What I would like to achieve with this group project is a video that connects real life with a fake world. I would like my character to live in a sort of dream where things are slighlty distorted. Moreover, we never see thing as they are in our dream, but there is always something different...same thing I would like to happen in our movie. That's why I think this video could be an interesting inspiration.
Richard Rogers buildings
Antonio St Elia
For the design of the city I was thinking about something futuristic. To find some kind of ispiration I was looking at the drawings of the architect Antonio Sant'Elia. With his work he tried to depicte his idea of a futuristic city, with high buildings,straight and sharp edges, elevators visible from the outside, use of materials such as glass combined with metal and concrete.
Research for movie group project
This is a scene from the Science of sleep, a movie by Michel Gondry.I found it quite interesting because the shot is a mixture of stop motion animation and real filming. The main character is leaving in a city made of brown paper( in the making of the movie the director reveals that it is actually made of toilet rolls!). The shots are taken inside, in the room where she lives, and outside in the paper city so that is seems that the girl is actually living in there.
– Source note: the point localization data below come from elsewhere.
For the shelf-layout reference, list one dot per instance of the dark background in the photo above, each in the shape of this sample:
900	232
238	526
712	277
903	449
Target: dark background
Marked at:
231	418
I think we could use the same trick, building a model and taking lots of frames of cars moving there, elevators, trains, to achieve a nice stop motion animation. It's quite a laborious job to make it, as the model should be quite big and obviously well made and the stop motion is going to require many pictures to create a sequence.But the final outcome is going to be defenitly very impressive.
we could then integrate the stop motion with the filming of someone standing in a room (this is going to require a bit of set design and most of all we should find an empty space/studio) and combine the two together in a way that it seems that the character is leaving in the city created by our imagination.